Mr. Inanga, who set up and now runs the music programme at University College of Cayman Islands, said that the pair were thrilled by the prospect of playing in one of the world’s great cultural centres.
‘For us this is great as we’ve never played in Vienna before, and this venue has a humungous history behind it – it’s a global cultural icon in terms of classical music. We’re very excited; it represents a real honour for us.’
Mr, Inanga and Miss Micallef set up the Cayman Arts Festival in 2004 and with 2010s arts fest round the corner, the timing of the performance initially worried the musicians.
‘We were apprehensive at first with the festival coming up and taking a week to go and perform could have been disruptive. Rehearsals are intense as it is a very difficult work for pianists and orchestra,’ said Mr Inanga.

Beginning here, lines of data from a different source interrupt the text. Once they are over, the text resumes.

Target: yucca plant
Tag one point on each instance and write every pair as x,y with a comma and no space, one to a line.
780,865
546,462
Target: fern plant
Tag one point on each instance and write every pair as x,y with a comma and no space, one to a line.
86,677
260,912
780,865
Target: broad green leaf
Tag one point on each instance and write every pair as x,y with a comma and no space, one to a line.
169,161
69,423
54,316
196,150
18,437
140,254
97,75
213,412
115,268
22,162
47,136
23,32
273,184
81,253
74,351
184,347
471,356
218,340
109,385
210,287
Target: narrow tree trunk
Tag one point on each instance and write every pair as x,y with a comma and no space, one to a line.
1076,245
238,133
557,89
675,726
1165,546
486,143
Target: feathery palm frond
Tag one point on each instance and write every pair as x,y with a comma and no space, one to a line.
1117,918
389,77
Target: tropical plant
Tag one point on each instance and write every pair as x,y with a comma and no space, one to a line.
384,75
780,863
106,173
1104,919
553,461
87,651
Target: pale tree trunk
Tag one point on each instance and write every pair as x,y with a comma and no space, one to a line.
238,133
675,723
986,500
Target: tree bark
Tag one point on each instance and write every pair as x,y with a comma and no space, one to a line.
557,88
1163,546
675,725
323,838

He mused that they would be overseeing matters virtually as the digital world makes it easy to stay in touch with work regardless of physical location.
The piece the pair will perform is Concerto for Two Pianos and Orchestra by Bohuslav Martinu, considered to be one of the most technically-taxing pieces of its kind.
The duo’s standing within the classical fraternity meant that they were first choice to perform; the decision made by organisers picking a pool of many other high-quality duos worldwide.
‘They pick who they think will be the best so it’s all going on reputation. It’s a real plus that we’ve done this work before – we did back-to-back performances in the Czech Republic with the Brno Philharmonic exactly 10 years ago.
‘It was great. This is Czech music and in their blood but it was tough. It’s not for your average amateur orchestra to play – they wouldn’t be able to cope with it – so we are very excited.’
The musicians both return to take the reins of the arts festival, which takes place between 5 and 11 February. Mr. Inanga said that it was more difficult than ever before to launch in the current economic climate but that the festival’s growing cachet and reputation meant that people have responded well.
‘We had to be a little more creative in terms of what we put on so the budgets weren’t prohibitive for sponsors. We’ve maintained the quality but had to work a little harder in terms of programming to ensure it’s just as effective and builds on what we’ve done in the past,’ explained Mr Inanga.